John Gribble and Graham Scott
Historic England, £17.99
Review Antony Firth
Most seagoing voyages are lost to time, leaving hardly a trace on the ever-moving oceans. Even the documentary records of a successful voyage will barely raise a ripple among the archives. This would also have been true of the steamship Mendi – finally crossing the English Channel in February 1917 on its voyage from South Africa – if the captain of the Darro had shown more prudence by slowing his ship in thick fog. Instead, the Darro collided with the Mendi with deadly force. Nor did the Darro come to the Mendi’s aid, with the result that at least 646 people died in the bitterly cold waters. Over 600 of those who perished were black members of the South African Native Labour Corps (SANLC).

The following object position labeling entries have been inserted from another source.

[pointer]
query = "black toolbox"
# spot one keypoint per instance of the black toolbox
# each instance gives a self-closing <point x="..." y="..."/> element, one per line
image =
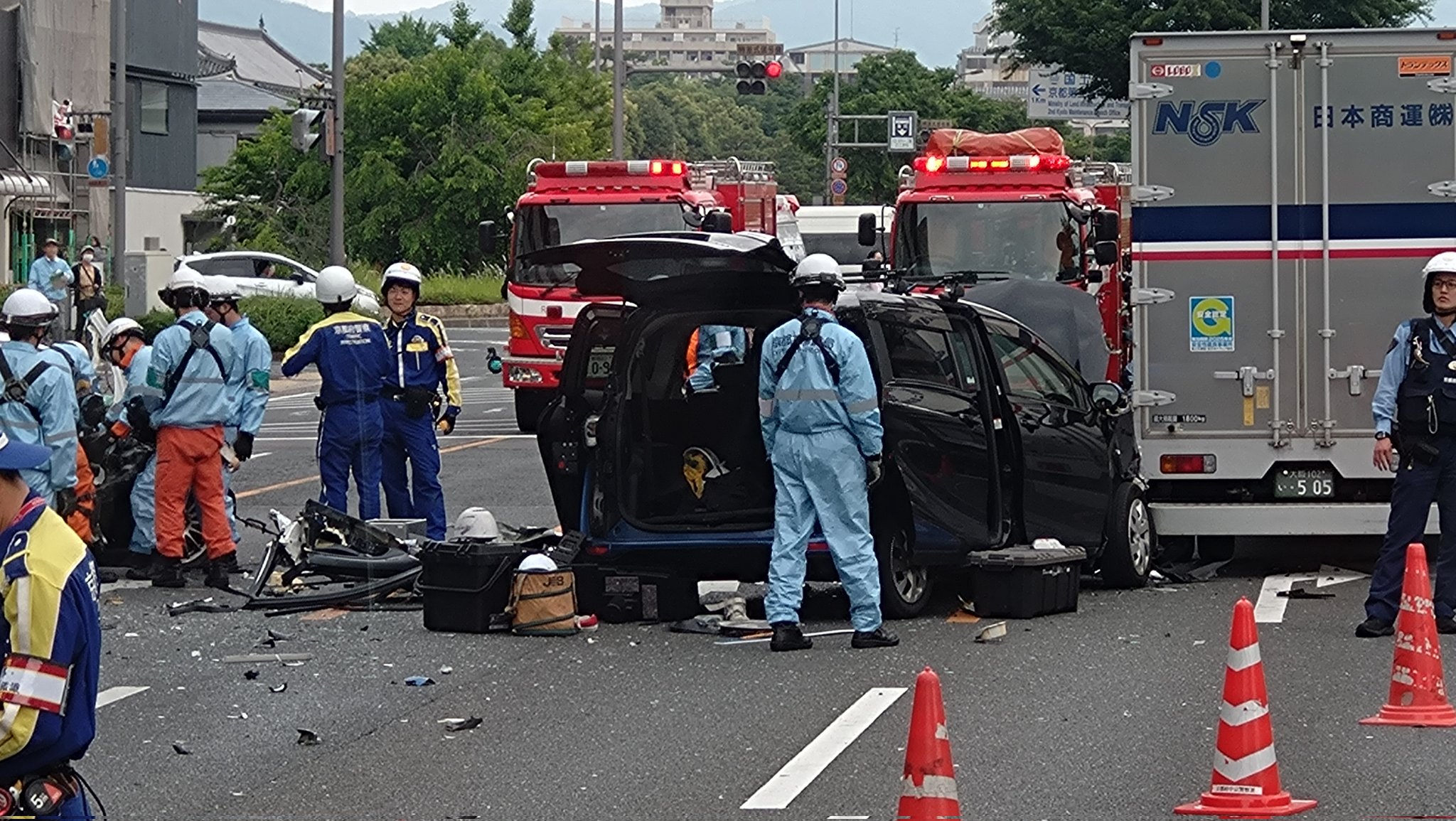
<point x="466" y="581"/>
<point x="1022" y="583"/>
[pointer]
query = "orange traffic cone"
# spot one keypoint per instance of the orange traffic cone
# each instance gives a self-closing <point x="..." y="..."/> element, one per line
<point x="1417" y="683"/>
<point x="928" y="789"/>
<point x="1246" y="772"/>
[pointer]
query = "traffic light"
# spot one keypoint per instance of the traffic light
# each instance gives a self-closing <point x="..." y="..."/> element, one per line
<point x="753" y="75"/>
<point x="304" y="136"/>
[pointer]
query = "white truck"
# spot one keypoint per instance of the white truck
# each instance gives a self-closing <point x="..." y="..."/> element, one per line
<point x="1288" y="188"/>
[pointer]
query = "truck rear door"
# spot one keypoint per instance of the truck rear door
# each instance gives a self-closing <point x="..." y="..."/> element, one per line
<point x="1282" y="216"/>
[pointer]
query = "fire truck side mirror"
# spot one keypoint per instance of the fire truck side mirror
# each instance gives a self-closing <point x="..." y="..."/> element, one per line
<point x="868" y="230"/>
<point x="487" y="236"/>
<point x="1108" y="226"/>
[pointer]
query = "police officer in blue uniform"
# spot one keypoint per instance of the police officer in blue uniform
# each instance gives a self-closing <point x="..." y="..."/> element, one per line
<point x="247" y="383"/>
<point x="1415" y="402"/>
<point x="354" y="363"/>
<point x="820" y="417"/>
<point x="38" y="404"/>
<point x="424" y="367"/>
<point x="50" y="647"/>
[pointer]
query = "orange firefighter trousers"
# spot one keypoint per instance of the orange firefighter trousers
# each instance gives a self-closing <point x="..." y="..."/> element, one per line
<point x="188" y="462"/>
<point x="85" y="498"/>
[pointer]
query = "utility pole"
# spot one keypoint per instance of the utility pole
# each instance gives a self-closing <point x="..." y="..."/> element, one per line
<point x="619" y="77"/>
<point x="136" y="297"/>
<point x="832" y="133"/>
<point x="337" y="210"/>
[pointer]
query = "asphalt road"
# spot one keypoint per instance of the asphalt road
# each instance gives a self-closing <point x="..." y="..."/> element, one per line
<point x="1107" y="712"/>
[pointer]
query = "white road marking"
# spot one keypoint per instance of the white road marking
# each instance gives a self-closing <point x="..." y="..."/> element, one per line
<point x="112" y="694"/>
<point x="1270" y="607"/>
<point x="803" y="769"/>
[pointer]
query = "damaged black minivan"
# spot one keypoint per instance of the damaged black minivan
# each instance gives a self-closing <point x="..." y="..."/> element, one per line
<point x="990" y="439"/>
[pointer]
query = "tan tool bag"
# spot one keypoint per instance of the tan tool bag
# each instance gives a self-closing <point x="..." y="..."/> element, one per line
<point x="543" y="604"/>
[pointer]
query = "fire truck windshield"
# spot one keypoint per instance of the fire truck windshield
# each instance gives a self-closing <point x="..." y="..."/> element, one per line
<point x="1010" y="240"/>
<point x="545" y="226"/>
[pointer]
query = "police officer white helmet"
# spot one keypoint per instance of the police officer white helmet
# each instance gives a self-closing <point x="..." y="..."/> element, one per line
<point x="334" y="286"/>
<point x="186" y="289"/>
<point x="1443" y="262"/>
<point x="28" y="308"/>
<point x="817" y="269"/>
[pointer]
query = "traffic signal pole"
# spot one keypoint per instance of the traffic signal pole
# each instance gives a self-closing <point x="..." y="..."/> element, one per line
<point x="337" y="205"/>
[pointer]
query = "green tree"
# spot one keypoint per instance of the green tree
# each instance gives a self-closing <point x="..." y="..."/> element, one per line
<point x="1091" y="37"/>
<point x="410" y="37"/>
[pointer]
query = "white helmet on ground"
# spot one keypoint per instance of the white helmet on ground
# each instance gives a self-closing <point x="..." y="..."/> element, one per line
<point x="404" y="272"/>
<point x="28" y="308"/>
<point x="186" y="289"/>
<point x="476" y="523"/>
<point x="122" y="326"/>
<point x="334" y="286"/>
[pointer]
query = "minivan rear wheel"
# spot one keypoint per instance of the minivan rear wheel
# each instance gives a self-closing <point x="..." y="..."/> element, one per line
<point x="1130" y="539"/>
<point x="904" y="586"/>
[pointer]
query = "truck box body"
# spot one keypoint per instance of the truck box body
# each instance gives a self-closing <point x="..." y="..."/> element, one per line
<point x="1282" y="198"/>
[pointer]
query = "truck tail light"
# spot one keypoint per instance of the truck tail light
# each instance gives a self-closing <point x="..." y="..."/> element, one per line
<point x="1189" y="463"/>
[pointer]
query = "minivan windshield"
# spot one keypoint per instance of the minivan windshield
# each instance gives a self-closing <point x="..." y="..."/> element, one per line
<point x="995" y="240"/>
<point x="545" y="226"/>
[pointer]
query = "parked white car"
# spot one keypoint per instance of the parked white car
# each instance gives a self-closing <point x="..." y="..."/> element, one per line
<point x="268" y="274"/>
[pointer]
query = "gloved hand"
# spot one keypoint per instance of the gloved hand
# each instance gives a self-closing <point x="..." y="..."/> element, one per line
<point x="244" y="446"/>
<point x="66" y="501"/>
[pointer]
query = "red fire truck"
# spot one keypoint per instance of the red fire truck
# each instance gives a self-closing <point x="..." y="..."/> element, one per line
<point x="983" y="207"/>
<point x="592" y="200"/>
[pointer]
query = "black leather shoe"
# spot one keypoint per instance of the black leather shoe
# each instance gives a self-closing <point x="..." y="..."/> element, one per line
<point x="168" y="572"/>
<point x="788" y="636"/>
<point x="880" y="638"/>
<point x="1375" y="628"/>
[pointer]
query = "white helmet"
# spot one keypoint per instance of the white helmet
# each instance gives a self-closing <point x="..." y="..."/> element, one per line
<point x="817" y="269"/>
<point x="28" y="308"/>
<point x="476" y="523"/>
<point x="119" y="326"/>
<point x="334" y="286"/>
<point x="404" y="272"/>
<point x="186" y="289"/>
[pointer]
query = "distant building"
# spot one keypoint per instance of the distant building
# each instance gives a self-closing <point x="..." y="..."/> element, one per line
<point x="685" y="36"/>
<point x="819" y="58"/>
<point x="986" y="73"/>
<point x="242" y="76"/>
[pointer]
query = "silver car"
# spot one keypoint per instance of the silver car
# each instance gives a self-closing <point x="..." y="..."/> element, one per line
<point x="261" y="274"/>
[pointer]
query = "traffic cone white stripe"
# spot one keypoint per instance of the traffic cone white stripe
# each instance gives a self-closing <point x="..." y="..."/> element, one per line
<point x="1239" y="769"/>
<point x="933" y="786"/>
<point x="1244" y="658"/>
<point x="1239" y="715"/>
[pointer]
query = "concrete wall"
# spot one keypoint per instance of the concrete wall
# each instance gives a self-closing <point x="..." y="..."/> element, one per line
<point x="159" y="215"/>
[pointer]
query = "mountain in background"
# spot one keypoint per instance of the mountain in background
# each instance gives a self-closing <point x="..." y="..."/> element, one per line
<point x="928" y="26"/>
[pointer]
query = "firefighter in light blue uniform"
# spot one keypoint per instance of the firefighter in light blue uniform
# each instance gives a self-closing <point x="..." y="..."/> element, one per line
<point x="247" y="380"/>
<point x="124" y="347"/>
<point x="424" y="366"/>
<point x="717" y="344"/>
<point x="50" y="643"/>
<point x="820" y="418"/>
<point x="354" y="364"/>
<point x="38" y="402"/>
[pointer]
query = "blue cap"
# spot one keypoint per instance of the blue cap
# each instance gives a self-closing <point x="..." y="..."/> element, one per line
<point x="19" y="456"/>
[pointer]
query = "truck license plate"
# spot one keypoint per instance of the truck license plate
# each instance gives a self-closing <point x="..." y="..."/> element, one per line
<point x="600" y="363"/>
<point x="1303" y="483"/>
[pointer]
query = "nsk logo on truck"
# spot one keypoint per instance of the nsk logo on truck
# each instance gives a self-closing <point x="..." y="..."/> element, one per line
<point x="1204" y="123"/>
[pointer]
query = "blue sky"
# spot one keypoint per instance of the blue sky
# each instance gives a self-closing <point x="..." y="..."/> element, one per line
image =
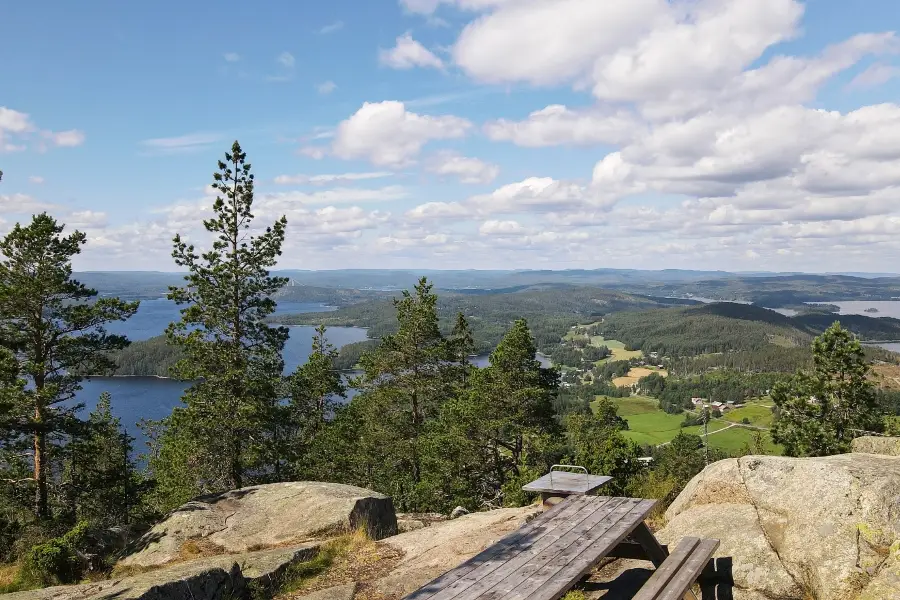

Gribble and Scott detail the tragedy in this powerful book, but they also take the reader on a much broader exploration of the history encapsulated in the wreck of the Mendi. Of many strands, the most striking is the story of the SANLC and the other foreign labour corps that sustained Britain’s forces on the Western Front. Gribble and Scott show how the SANLC was entwined in the politics of South Africa and Great Britain, but also of black South Africans struggling for rights and representation. They show how the story of the Mendi continued to reverberate through to the end of apartheid and into today’s South Africa.
For all the complexity of the subjects it covers, the book is accessible and clearly structured. Historic images are well reproduced and the overall quality of production is very high. Indeed, the style is deceptively straightforward in quickly covering a great deal of detail, all supported with notes and references.
This book adeptly demonstrates that the SS Mendi is one of the most extraordinary wrecks in UK waters. Nothing can offset the tragedy of all those who died a century ago, but Gribble and Scott help ensure that they, and all they represent, will be remembered. I strongly recommend this book.
This review was published in CA 332.